オーディオ銘機賞・特別賞受賞 Audio 4 proの高音質DAC「AK4397」の魅力を探る
「AK4397」の音質を探る ESOTERIC「P-05」「D-05」試聴レポート 試聴/文:藤岡誠
極めて高いS/Nと分解能を発揮 D-05は良いDACに巡り合った
デジタルプレーヤーに目新しいDACが採用されていることを知った時、私などは必然的にその特質は何かという興味が湧いてくる。「世界初の採用」「業界の先駆けで使用している」という事になるとなおさらである。 最近でいえばエソテリックのセパレート方式SACD/CDプレイヤー「P-05」+「D-05」のD/Aコンバーター部「D-05」が印象的であった。
「AK4397」を世界初で搭載したESOTERICのDAコンバーター「D-05(¥630,000・税込)
(写真は拡大します)
採用されているDACは旭化成エレクトロニクス社製「AK4397」というPCM/DSD入力対応、32bit処理能力のデバイス。詳細な資料を入手しているが、他社比較された様々な実測データを見れば画期的。浅学なる私としてはそのデータを信じるしかないが、チップの内部レイアウトの写真を見てもあるいはピンレイアウトを見ても、グランド、電源、信号などの各ラインは半導体に詳しくない人にとっても説得力のある、いわばアナログ的思考が成立したデジタルコンセプトの中に組み込まれていて何かホッとさせられるものがある。DACは実はデジタルとアナログが混在するデバイス。
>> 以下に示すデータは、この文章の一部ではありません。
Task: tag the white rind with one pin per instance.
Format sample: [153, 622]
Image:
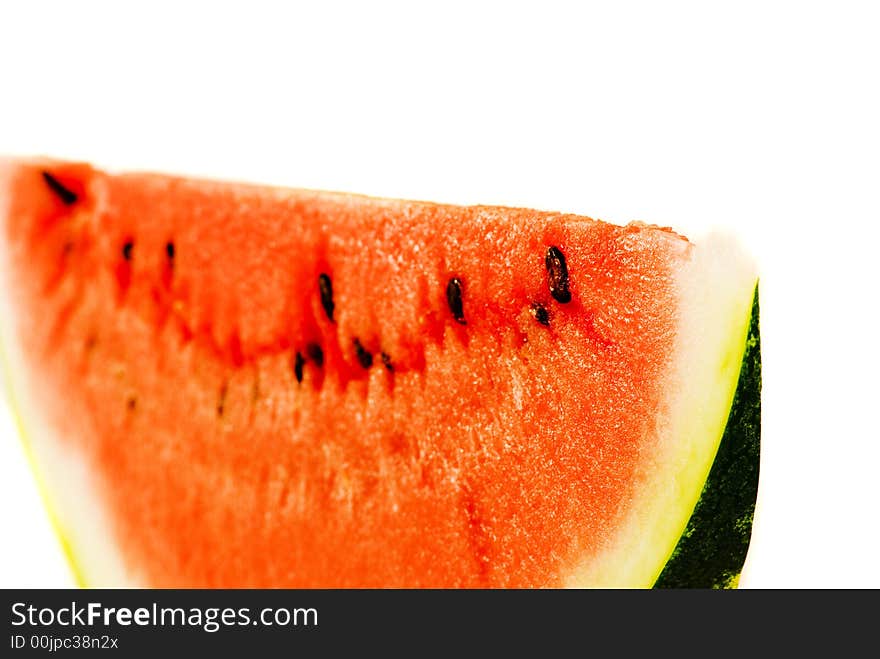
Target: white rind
[66, 478]
[715, 289]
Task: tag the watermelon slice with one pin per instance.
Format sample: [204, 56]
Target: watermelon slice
[232, 385]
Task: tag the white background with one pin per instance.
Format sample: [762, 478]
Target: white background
[759, 118]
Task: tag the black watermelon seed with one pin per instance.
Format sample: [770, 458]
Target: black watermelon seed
[364, 357]
[557, 272]
[66, 196]
[325, 286]
[314, 352]
[540, 313]
[453, 298]
[386, 359]
[298, 362]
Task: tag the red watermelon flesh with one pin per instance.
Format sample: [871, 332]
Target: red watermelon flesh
[268, 387]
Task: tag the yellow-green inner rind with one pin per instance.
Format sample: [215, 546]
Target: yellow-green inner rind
[713, 547]
[43, 490]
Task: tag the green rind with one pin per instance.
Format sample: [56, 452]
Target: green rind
[713, 547]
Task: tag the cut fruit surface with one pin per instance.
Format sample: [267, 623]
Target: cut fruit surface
[233, 385]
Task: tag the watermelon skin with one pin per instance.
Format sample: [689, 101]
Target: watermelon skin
[140, 346]
[713, 547]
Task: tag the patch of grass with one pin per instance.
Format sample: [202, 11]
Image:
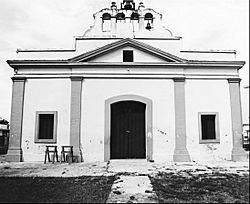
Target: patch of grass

アナログ部はやはりアナログフィーリングがなくてはならないと思っているが、AK4397は極めて高度かつ最先端のデジタル処理部とアナログ感覚のアナログ処理部が巧みに融合されており、感心させられるばかりである。コストはいささか高いようだが、こだわりのオーディオの世界ではどうという事はない。おそらく今後、エソテリックのみならず各社の高級機に使われていくのではないかと想像している。
デジタルプレーヤーの音質、音調はDACチップだけで決定づけられるわけはなく、使いこなしも重要だが、「P-05」「D-05」を試聴しCD、SACD(DSD)を聴く限りでは極めて高SN比で高分解能。信号になまりがなく、とてもスルーな印象がある。特にSN比が高いこともあってDレンジの広さも一流。その上でなめらかさがあってステージイメージも良好。
弊社オーディオ試聴室にて「P-05」「D-05」の組み合わせで試聴を行った(写真は拡大します)

ちなみにCD再生における-60dBでのDH変換精度やSN比は文句なし。-80dBも同等である。そして44.1kHz、88.2kHzのデュアル時も繊細かつなめらか。分解能も高度。むろん、DSD(SACD)再生においては音響空間は開放感に満ち、ワイドバンドであることはいうまでもない。繰り返すが、CD、SACD共にSN感は最高水準。ピュアオーディオ用としては高価だが効果対価格比は高い製品である。D-05はいいDACと巡り合ったと思う。